Un equipo de investigadores de la Universidad de Santa Clara en California ha lanzado a principios de este mes un innovador chatbot de inteligencia artificial denominado “AI Provenance Research”. Esta herramienta está diseñada para permitir a los usuarios realizar preguntas sobre obras de arte saqueadas por los nazis, proporcionando respuestas basadas en una vasta base de datos en línea que contiene más de 40,000 entradas. La iniciativa fue recientemente destacada por medios locales, reflejando su potencial para ofrecer información accesible y relevante en un campo históricamente complicado.
El proyecto es liderado por tres colegas de la Facultad de Negocios: el profesor de gestión Michael Santoro y los profesores de analíticas Haibing Lu y Michele Samorani. La base de datos emplea inteligencia artificial para compilar información dispersa sobre la procedencia de obras de arte, que se encuentra en diferentes archivos y catálogos, a menudo en varios idiomas. Este enfoque busca hacer que la información sea más accesible para investigadores, historiadores y cualquier persona interesada.

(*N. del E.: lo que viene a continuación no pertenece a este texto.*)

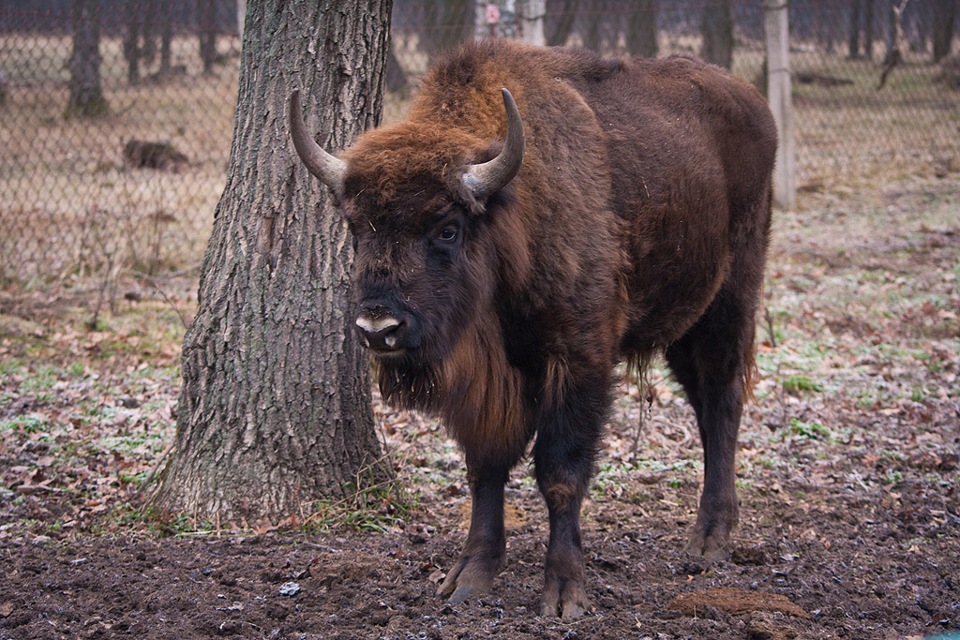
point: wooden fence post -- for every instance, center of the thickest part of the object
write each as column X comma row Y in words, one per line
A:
column 777, row 37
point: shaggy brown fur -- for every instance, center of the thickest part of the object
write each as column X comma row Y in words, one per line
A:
column 638, row 224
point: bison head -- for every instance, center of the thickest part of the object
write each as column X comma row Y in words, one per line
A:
column 416, row 208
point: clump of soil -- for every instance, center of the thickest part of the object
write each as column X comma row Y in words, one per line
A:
column 847, row 471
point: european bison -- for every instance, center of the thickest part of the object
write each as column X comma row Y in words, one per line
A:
column 510, row 250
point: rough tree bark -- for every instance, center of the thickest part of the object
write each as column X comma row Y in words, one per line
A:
column 944, row 16
column 86, row 94
column 717, row 29
column 275, row 406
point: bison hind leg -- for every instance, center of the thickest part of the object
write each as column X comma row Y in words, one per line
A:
column 712, row 362
column 484, row 551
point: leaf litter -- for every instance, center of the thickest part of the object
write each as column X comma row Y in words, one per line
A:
column 847, row 472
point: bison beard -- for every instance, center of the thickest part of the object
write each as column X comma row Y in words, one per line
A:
column 510, row 250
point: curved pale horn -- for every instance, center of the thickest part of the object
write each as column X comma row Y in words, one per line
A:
column 328, row 168
column 488, row 177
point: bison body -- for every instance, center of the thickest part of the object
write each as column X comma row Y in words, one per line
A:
column 499, row 293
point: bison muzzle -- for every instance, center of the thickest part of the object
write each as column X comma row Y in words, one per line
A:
column 540, row 216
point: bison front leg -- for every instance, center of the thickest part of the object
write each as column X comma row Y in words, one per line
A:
column 563, row 455
column 485, row 549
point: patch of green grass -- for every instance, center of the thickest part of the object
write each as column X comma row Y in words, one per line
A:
column 76, row 369
column 798, row 384
column 11, row 367
column 809, row 430
column 379, row 507
column 28, row 423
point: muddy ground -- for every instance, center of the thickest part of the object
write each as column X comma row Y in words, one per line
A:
column 848, row 478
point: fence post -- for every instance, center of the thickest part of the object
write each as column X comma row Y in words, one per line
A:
column 777, row 37
column 532, row 13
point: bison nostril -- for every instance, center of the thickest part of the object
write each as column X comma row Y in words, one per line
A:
column 379, row 329
column 382, row 324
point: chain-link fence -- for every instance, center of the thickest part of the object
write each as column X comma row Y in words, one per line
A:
column 116, row 116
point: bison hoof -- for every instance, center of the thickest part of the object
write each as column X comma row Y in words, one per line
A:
column 469, row 576
column 564, row 598
column 709, row 542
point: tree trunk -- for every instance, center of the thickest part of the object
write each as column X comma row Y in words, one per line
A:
column 717, row 31
column 275, row 408
column 561, row 15
column 86, row 95
column 207, row 29
column 868, row 29
column 944, row 16
column 854, row 31
column 131, row 39
column 642, row 29
column 166, row 37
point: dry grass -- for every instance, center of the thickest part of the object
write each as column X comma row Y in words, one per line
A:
column 71, row 206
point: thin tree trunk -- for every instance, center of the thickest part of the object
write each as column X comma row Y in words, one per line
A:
column 868, row 29
column 854, row 31
column 563, row 14
column 944, row 16
column 642, row 29
column 275, row 407
column 207, row 29
column 86, row 95
column 717, row 29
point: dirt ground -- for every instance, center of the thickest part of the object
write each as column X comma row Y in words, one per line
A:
column 848, row 479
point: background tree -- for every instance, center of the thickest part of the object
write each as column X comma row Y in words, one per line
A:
column 642, row 29
column 446, row 23
column 944, row 17
column 853, row 33
column 86, row 94
column 275, row 406
column 207, row 31
column 717, row 29
column 561, row 15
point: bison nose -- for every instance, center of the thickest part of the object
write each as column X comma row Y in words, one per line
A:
column 379, row 328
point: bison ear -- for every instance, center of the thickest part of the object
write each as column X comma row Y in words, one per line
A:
column 484, row 179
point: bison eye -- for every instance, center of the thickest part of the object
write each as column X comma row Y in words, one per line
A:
column 448, row 234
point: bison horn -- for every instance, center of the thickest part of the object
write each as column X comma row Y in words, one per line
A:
column 489, row 177
column 328, row 168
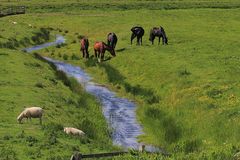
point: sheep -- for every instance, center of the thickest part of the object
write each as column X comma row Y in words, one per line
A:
column 141, row 148
column 31, row 112
column 73, row 131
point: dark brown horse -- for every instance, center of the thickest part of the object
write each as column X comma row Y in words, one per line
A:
column 160, row 33
column 100, row 48
column 112, row 40
column 84, row 47
column 137, row 32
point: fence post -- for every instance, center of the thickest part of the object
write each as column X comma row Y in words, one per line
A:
column 76, row 156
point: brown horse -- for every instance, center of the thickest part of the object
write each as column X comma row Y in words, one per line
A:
column 100, row 48
column 137, row 32
column 112, row 40
column 84, row 47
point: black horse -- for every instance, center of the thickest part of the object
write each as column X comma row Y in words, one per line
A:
column 137, row 32
column 160, row 33
column 112, row 40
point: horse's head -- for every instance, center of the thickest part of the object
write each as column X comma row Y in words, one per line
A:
column 165, row 39
column 112, row 51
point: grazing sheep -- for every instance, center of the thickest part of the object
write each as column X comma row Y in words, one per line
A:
column 73, row 131
column 32, row 112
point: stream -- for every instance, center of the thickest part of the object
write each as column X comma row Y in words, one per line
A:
column 120, row 113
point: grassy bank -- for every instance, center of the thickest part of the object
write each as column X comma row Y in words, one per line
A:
column 25, row 81
column 187, row 92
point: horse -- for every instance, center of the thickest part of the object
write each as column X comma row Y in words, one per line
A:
column 160, row 33
column 84, row 47
column 112, row 40
column 100, row 48
column 137, row 32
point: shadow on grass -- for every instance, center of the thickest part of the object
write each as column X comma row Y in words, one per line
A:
column 115, row 77
column 171, row 131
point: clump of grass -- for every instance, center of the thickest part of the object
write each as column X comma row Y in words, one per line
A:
column 75, row 57
column 41, row 36
column 7, row 153
column 59, row 55
column 215, row 93
column 80, row 36
column 37, row 65
column 65, row 56
column 7, row 137
column 184, row 72
column 21, row 135
column 31, row 140
column 88, row 127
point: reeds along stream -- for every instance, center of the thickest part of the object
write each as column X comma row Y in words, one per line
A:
column 119, row 112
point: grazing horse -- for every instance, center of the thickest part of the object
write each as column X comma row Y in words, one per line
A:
column 84, row 47
column 112, row 40
column 160, row 33
column 100, row 48
column 137, row 32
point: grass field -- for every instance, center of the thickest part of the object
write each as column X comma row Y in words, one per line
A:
column 187, row 92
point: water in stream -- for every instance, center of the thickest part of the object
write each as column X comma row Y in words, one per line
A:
column 119, row 112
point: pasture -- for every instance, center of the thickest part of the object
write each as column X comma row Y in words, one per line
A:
column 188, row 92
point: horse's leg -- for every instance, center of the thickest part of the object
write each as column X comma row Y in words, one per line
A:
column 132, row 37
column 95, row 52
column 138, row 40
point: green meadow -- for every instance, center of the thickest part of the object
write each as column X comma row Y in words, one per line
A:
column 187, row 93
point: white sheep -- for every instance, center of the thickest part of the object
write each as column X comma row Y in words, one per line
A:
column 73, row 131
column 31, row 112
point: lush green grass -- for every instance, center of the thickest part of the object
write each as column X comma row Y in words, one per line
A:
column 25, row 81
column 187, row 92
column 123, row 5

Santoro se sintió inspirado para desarrollar esta herramienta tras seguir el esfuerzo de su amigo Timothy Reif, quien ha dedicado más de una década a localizar obras robadas que pertenecieron a su antepasado, una estrella del cabaret judío austriaco. Reif, quien ocupa un cargo como juez en los Estados Unidos, ha logrado recuperar hasta la fecha 11 obras del artista Egon Schiele, lo que subraya la importancia de la recuperación de bienes culturales.
La primera fase del proyecto se enfoca en un particular conjunto de datos gestionado por el Jeu de Paume en París. Este archivo ha estado accesible desde 2010 y recoge información sobre más de 40,000 objetos artísticos que fueron sustraídos a judíos en Francia y Bélgica durante la ocupación alemana entre 1940 y 1944. Durante este periodo, el Jeu de Paume funcionó como un centro de clasificación para obras de arte saqueadas.
Haibing Lu, uno de los cofundadores, declaró que el chatbot permite a los usuarios formatear preguntas en un lenguaje natural, que la IA traduce automáticamente en código para brindar respuestas. Sin embargo, la herramienta aún presenta limitaciones técnicas. Por ejemplo, una consulta sobre la cantidad de arte enviado a líderes nazis resultó en un mensaje de error indicando que el servicio de investigación estaba temporalmente fuera de servicio. Otras preguntas también generaron respuestas que no cumplían con las expectativas.
Desafíos similares surgieron al solicitar información sobre los artistas incluidos en la colección de David Weill, un conocido banquero francés cuyas obras fueron saqueadas. Si bien el chatbot logró listar algunos artistas como Edgar Degas y Jean-Auguste-Dominique Ingres, la presentación de los resultados fue confusa, incluyendo entradas irrelevantes.
A medida que los investigadores continúan refinando la funcionalidad de la herramienta, también planean expandir su acceso a conjuntos de datos de otros archivos y bases de datos. Santoro y su equipo tienen la intención de publicar un artículo académico sobre su proyecto y establecer una fundación que permita contratar abogados y especialistas en procedencia, facilitando así un avance en la búsqueda y repatriación de obras y artefactos.
Esta iniciativa no solo representa un avance en la restauración de la historia artística, sino que también abre la puerta a debates más amplios acerca de la repatriación de arte indígena y otros objetos culturales a las comunidades de origen.